The Consumer Financial Protection Bureau (CFPB ) Tuesday issued a bulletin to remind supervised financial institutions, including nonbank companies that may be unfamiliar with federal supervision, of existing regulatory requirements regarding confidential supervisory information. The Bureau also used the opportunity to formally note that non-disclosure agreements signed by a company do not trump its obligations to comply with CFPB supervisory requests.

The bulletin was primarily focused on the confidential supervisory information (CSI) that arises from examinations and requests for information. The CFPB notes that under the Dodd-Frank Act, regulations are in place that restrict the disclosure of any CSI.

Broadly, the CFPB said that CSI includes examination reports and any other documents or communications provided by the Bureau to a company during the supervisory process.

Disclosure of this information is prohibited, with only a few exceptions. Those exceptions include the sharing of the documents with internal stakeholders and decisionmakers, such as company affiliates, directors, and employees and external service providers like CPAs and legal counsel.

The CFPB did not say that it has seen examples of disallowed disclosure prompting the bulletin. It did, however, note that it is the first federal agency with supervisory authority over certain nonbank financial companies such as mortgage lenders and servicers, payday lenders, consumer reporting agencies and certain large debt collectors.

One issue the CFPB is potentially seeking to avoid in keeping supervisory information private is an implicit “seal of approval” that a company might use in business development after a successful examination.

“They would not want to give a perceived endorsement to a collection agency, for example, whose examination resulted in no penalty or formal order,” said Terri Haley, the Compliance Professionals Forum’s Director of Compliance. “This agency could, in theory, take their examination report to potential clients and use it as a selling point.”

For its part, the CFPB does not disclose the outcome of examinations unless it launches a public enforcement action. Many of the results from examinations and other supervisory activity, however, are published in aggregate and anonymously in its periodic Supervisory Highlights Report.

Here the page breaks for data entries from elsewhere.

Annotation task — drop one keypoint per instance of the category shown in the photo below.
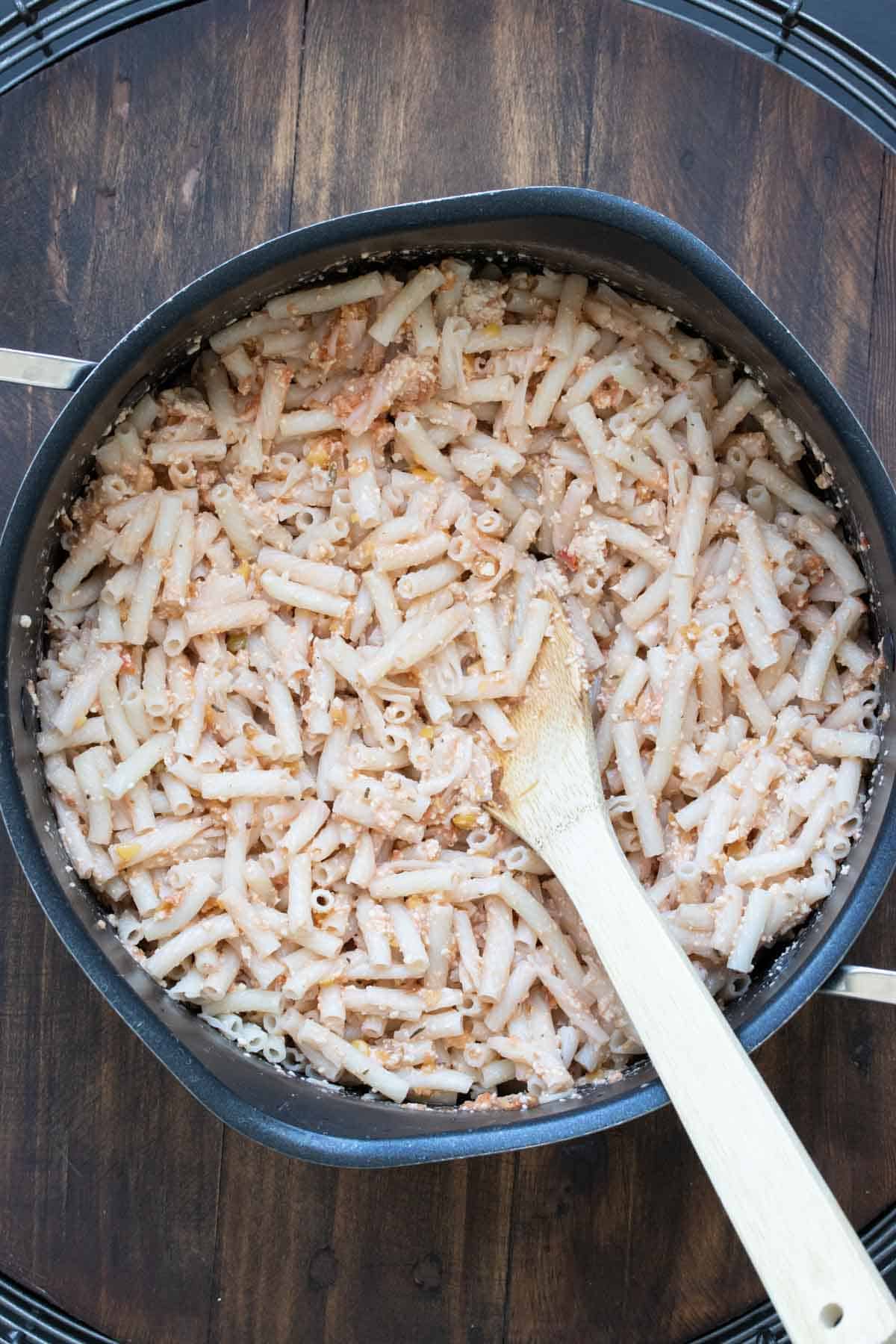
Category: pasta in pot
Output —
(301, 593)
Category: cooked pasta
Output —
(299, 600)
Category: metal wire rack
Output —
(34, 34)
(793, 34)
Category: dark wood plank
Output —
(169, 148)
(376, 1256)
(408, 100)
(129, 169)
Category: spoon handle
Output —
(806, 1253)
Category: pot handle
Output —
(862, 983)
(60, 374)
(55, 371)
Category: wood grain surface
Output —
(129, 168)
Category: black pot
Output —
(567, 228)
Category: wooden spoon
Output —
(812, 1263)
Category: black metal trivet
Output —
(820, 42)
(824, 43)
(34, 34)
(27, 1319)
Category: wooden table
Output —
(127, 171)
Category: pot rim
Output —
(539, 1125)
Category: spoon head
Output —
(551, 774)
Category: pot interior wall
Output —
(149, 358)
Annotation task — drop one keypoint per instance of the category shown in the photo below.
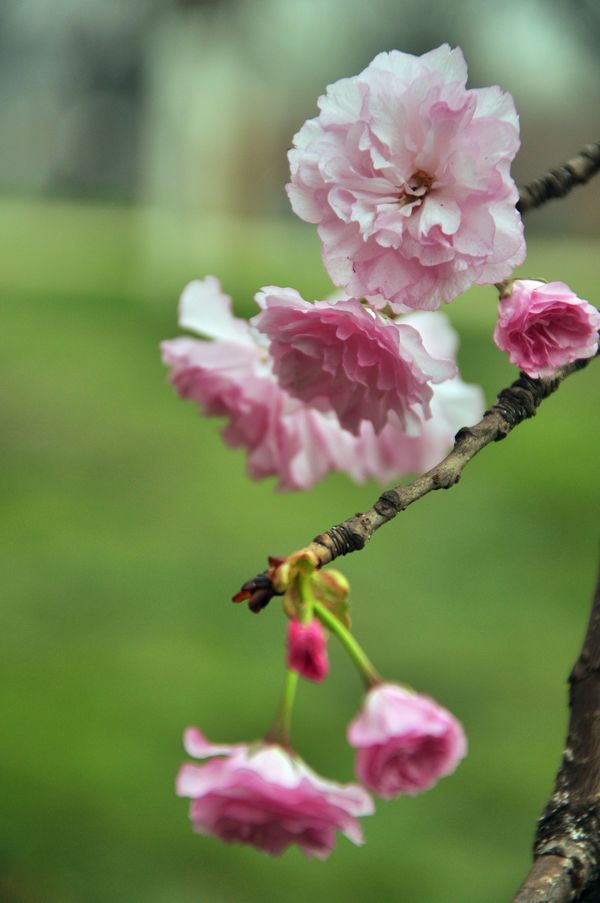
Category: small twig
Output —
(567, 843)
(513, 405)
(557, 183)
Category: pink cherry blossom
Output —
(307, 649)
(405, 741)
(407, 174)
(266, 796)
(543, 325)
(340, 356)
(231, 376)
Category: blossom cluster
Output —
(265, 795)
(406, 174)
(373, 398)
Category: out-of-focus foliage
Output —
(192, 105)
(127, 525)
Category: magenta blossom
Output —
(407, 174)
(231, 376)
(340, 356)
(543, 325)
(307, 649)
(405, 741)
(267, 797)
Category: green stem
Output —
(366, 668)
(280, 730)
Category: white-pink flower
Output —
(543, 325)
(231, 376)
(406, 742)
(407, 174)
(340, 356)
(267, 797)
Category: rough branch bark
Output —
(567, 842)
(513, 405)
(560, 181)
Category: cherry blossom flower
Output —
(265, 796)
(405, 741)
(231, 376)
(407, 174)
(307, 649)
(543, 325)
(340, 356)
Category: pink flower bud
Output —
(543, 325)
(405, 741)
(267, 797)
(307, 649)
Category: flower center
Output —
(415, 188)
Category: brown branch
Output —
(513, 405)
(567, 843)
(557, 183)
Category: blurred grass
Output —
(127, 526)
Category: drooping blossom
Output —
(405, 741)
(407, 174)
(307, 649)
(543, 325)
(231, 376)
(342, 357)
(267, 797)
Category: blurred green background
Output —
(127, 525)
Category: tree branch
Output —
(567, 842)
(513, 405)
(557, 183)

The CFPB’s bulletin also formally addressed the issue of supervised companies using non-disclosure agreements to refuse to provide information and documentation requested by supervisors. The Bureau said that some supervised companies have entered into third-party NDAs that purport to restrict the information the company can provide to regulators.

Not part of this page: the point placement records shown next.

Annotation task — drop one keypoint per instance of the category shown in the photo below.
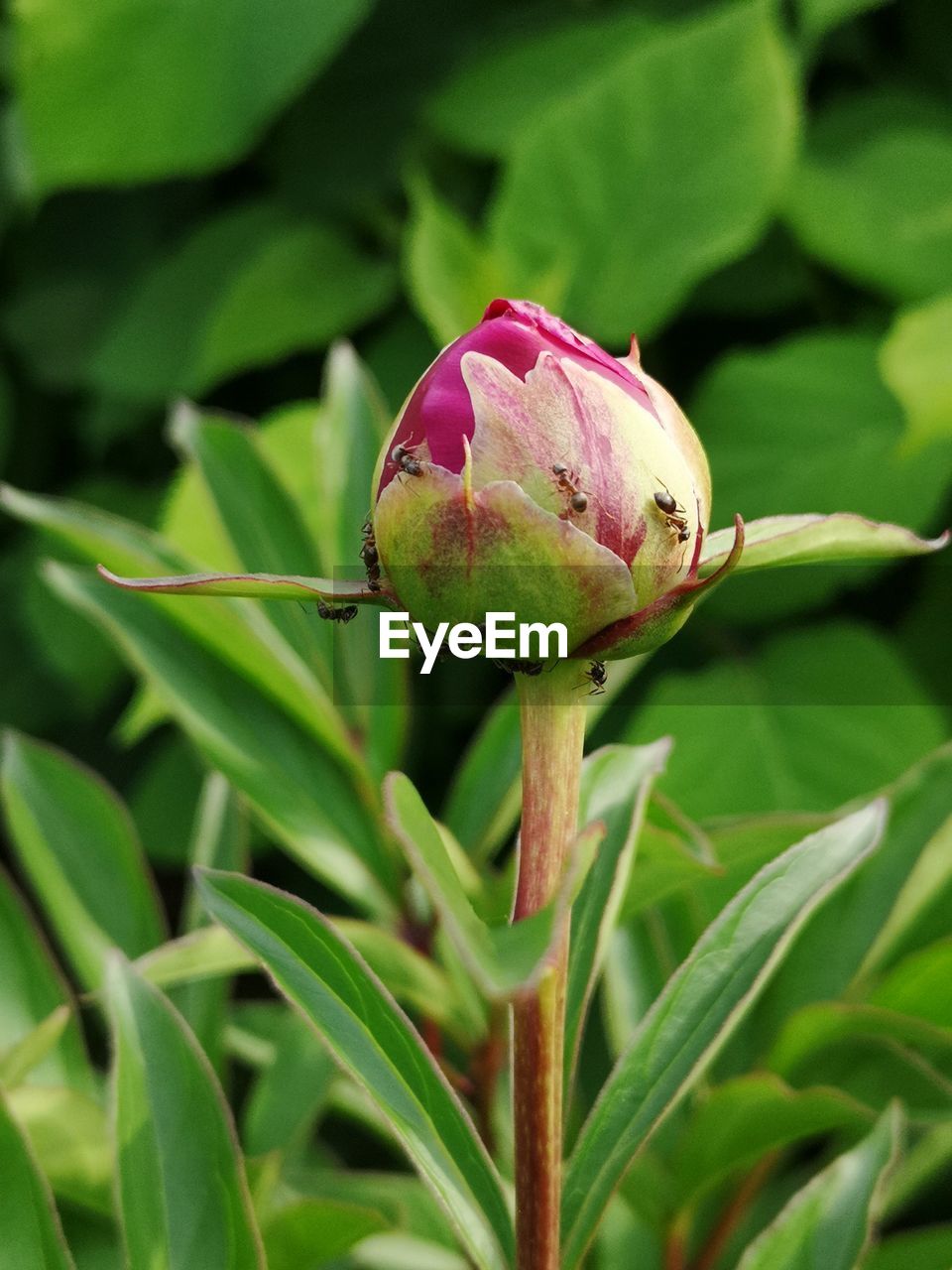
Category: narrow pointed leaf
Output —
(370, 1037)
(784, 540)
(236, 634)
(76, 843)
(616, 783)
(301, 793)
(31, 1237)
(31, 991)
(698, 1010)
(504, 959)
(181, 1191)
(829, 1220)
(258, 585)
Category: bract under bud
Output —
(531, 471)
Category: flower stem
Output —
(552, 717)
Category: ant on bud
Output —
(370, 557)
(567, 483)
(407, 460)
(336, 615)
(597, 677)
(674, 515)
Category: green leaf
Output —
(928, 1248)
(18, 1061)
(173, 1129)
(373, 1042)
(590, 207)
(746, 1119)
(829, 1220)
(540, 70)
(871, 193)
(698, 1010)
(616, 783)
(800, 461)
(915, 363)
(504, 959)
(236, 634)
(246, 289)
(449, 272)
(817, 17)
(290, 1092)
(76, 843)
(263, 524)
(30, 1228)
(32, 991)
(829, 957)
(68, 1137)
(312, 1232)
(747, 729)
(789, 540)
(99, 105)
(301, 794)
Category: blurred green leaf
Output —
(130, 93)
(616, 783)
(915, 363)
(870, 197)
(68, 1137)
(624, 162)
(298, 789)
(817, 17)
(370, 1037)
(702, 1003)
(746, 1119)
(814, 717)
(18, 1061)
(539, 71)
(263, 524)
(830, 955)
(451, 273)
(30, 1227)
(172, 1129)
(244, 290)
(829, 1220)
(31, 992)
(76, 843)
(809, 426)
(929, 1248)
(313, 1232)
(504, 959)
(920, 984)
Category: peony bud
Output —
(531, 471)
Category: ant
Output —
(407, 460)
(567, 483)
(674, 515)
(370, 557)
(597, 677)
(336, 615)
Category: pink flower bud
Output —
(530, 470)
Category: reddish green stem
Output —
(552, 717)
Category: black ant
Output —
(674, 515)
(370, 557)
(567, 483)
(336, 615)
(597, 677)
(407, 460)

“A supervised financial institution should not attempt to use an NDA as the basis for failing to provide information sought pursuant to supervisory authority,” the Bureau said in the bulletin. “Failure to provide information required by the CFPB is a violation of law for which the CFPB will pursue all available remedies.”

In addition, a supervised financial institution may risk violating the law if it relies upon provisions of an NDA to justify disclosing CSI in a manner not otherwise permitted.